Eu, que faço parte daquele grupo de homens e mulheres que, segundo ele “ experimenta o fascínio pelo passado que carrega no seu próprio corpo e pela memória simbólica que também vive”, presto, ao professor José Mattoso, a minha homenagem e apresento-lhe a minha grande admiração
Apodero-me das suas palavras, porque ainda não encontrei outras que definam melhor o que penso e o que procuro fazer:
«Outrora praticava-se a genealogia
principalmente para demonstrar glórias familiares. Fazia parte dos processos de
preservação do património simbólico e da defesa do status alcançado.
Exaltavam-se os grandes e ocultavam-se as “ovelhas ranhosas”, cantavam-se os
feitos gloriosos e escondiam-se as bastardias e opróbios, acentuavam-se os
cargos e honrarias e omitiam-se os ofícios subalternos. Ainda há quem,
ingenuamente, continue a praticá-la assim. Mas a opinião pública não perdoa.
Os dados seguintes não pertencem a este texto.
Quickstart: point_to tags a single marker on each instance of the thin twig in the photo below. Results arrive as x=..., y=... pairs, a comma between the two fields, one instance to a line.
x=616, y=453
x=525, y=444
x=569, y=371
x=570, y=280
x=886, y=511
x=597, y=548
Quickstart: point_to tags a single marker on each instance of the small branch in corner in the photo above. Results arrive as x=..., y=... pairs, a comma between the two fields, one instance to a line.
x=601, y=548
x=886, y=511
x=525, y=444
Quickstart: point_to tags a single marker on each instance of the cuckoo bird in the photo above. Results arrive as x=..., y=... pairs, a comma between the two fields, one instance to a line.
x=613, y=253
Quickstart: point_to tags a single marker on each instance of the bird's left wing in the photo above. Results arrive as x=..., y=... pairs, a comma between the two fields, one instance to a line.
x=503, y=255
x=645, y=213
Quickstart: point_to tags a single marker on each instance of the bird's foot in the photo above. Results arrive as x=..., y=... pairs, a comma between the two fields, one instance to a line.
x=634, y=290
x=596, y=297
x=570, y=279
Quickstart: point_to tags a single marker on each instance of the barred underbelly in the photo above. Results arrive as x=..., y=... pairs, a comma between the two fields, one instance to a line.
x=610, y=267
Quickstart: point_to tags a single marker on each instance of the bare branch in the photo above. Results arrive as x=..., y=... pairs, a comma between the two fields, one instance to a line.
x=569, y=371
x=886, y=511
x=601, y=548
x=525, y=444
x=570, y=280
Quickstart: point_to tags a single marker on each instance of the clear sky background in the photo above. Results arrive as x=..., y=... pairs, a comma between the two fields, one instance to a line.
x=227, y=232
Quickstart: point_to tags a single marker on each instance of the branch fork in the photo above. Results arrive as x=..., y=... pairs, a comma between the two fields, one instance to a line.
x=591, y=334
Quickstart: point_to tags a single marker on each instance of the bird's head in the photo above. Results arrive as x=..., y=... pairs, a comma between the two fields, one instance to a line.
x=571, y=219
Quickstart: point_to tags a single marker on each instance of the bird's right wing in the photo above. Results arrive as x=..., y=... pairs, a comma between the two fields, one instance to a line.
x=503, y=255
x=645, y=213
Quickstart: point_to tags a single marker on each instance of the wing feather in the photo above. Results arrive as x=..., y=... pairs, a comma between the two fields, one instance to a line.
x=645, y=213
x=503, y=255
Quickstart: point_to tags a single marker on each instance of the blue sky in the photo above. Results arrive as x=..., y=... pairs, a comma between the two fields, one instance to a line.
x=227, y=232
Não acusa a ingenuidade mas o ridículo. Hoje não se pode ocultar nada. Sabe-se
que nem a honra nem a vergonha se herdam, e que só o mérito próprio tem algum
valor no mercado social. E para quem pensa um pouco e não está obcecado pelo
sucesso, depressa descobre que a luta pela vida, mesmo quando reprovada pela
sociedade, tem sempre alguma coisa de admirável. Demonstra sempre o mistério do
seu indomável recomeço. Demonstra também que, se a transmissão da posse e do
poder é ilusória, não o é de todo a transmissão do ser. Devemos sempre alguma
coisa aos nossos antepassados. Devemos o que começámos a ser, por muito que
seja nosso aquilo que nos tornámos.
Reconstituir a cadeia dos
antepassados é, portanto, ao mesmo tempo, fazer o reconhecimento ou tomar
consciência da nossa herança genética e cultural, e prestar homenagem àqueles a
quem a devemos. É uma forma de reconhecer a vida que os mortos não deixaram
nunca de semear à sua maneira. É o modo moderno de venerar os mortos, na
esperança de que eles nos tragam a prosperidade, como faziam, com os seus
milenários rituais, as sociedades antigas».
In prefácio de “Dos Leais de Sintra a Colares aos da Região Oeste” de Luís Filipe Marques da Gama, edição da Câmara Municipal de Óbidos.